Sexual transmission of human immunodeficiency virus type 1 (HIV-1) most often results from productive infection by a single transmitted/founder (T/F) virus, indicating a stringent mucosal bottleneck. Understanding the viral traits that overcome this bottleneck could have important implications for HIV-1 vaccine design and other prevention strategies. Most T/F viruses use CCR5 to infect target cells and some encode envelope glycoproteins (Envs) that contain fewer potential N-linked glycosylation sites and shorter V1/V2 variable loops than Envs from chronic viruses. Moreover, it has been reported that the gp120 subunits of certain transmitted Envs bind to the gut-homing integrin α4β7, possibly enhancing virus entry and cell-to-cell spread. Here we sought to determine whether subtype C T/F viruses, which are responsible for the majority of new HIV-1 infections worldwide, share biological properties that increase their transmission fitness, including preferential α4β7 engagement. Using single genome amplification, we generated panels of both T/F (n = 20) and chronic (n = 20) Env constructs as well as full-length T/F (n = 6) and chronic (n = 4) infectious molecular clones (IMCs). We found that T/F and chronic control Envs were indistinguishable in the efficiency with which they used CD4 and CCR5. Both groups of Envs also exhibited the same CD4+ T cell subset tropism and showed similar sensitivity to neutralization by CD4 binding site (CD4bs) antibodies. Finally, saturating concentrations of anti-α4β7 antibodies failed to inhibit infection and replication of T/F as well as chronic control viruses, although the growth of the tissue culture-adapted strain SF162 was modestly impaired. These results indicate that the population bottleneck associated with mucosal HIV-1 acquisition is not due to the selection of T/F viruses that use α4β7, CD4 or CCR5 more efficiently.

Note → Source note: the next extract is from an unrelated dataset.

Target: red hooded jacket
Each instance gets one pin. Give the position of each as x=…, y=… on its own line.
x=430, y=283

Most new HIV-1 infections worldwide are caused by the sexual transmission of subtype C viruses, which are prevalent in Asia and southern Africa. While chronically infected individuals harbor a genetically diverse set of viruses, most new infections are established by single variants, termed transmitted/founder (T/F) viruses. This raises the question whether certain viral variants have particular properties allowing them to more efficiently overcome the transmission bottleneck. Preferential binding of the viral envelope (Env) to the integrin α4β7 has been hypothesized as one important feature of transmitted viruses. Here, we compared Envs from subtype C viruses that were transmitted to those that were prevalent in chronic infections for efficiency in utilizing α4β7, CD4 and CCR5 for cell entry and replication. We found that transmitted and chronic Envs engaged CD4 and CCR5 with equal efficiency, and that blocking the interaction between Env and α4β7 failed to inhibit replication of T/F as well as control viruses. While the search for determinants of transmission fitness remains an important goal, preferential CD4, CCR5 or α4β7 interactions do not appear to represent distinguishing features of T/F viruses.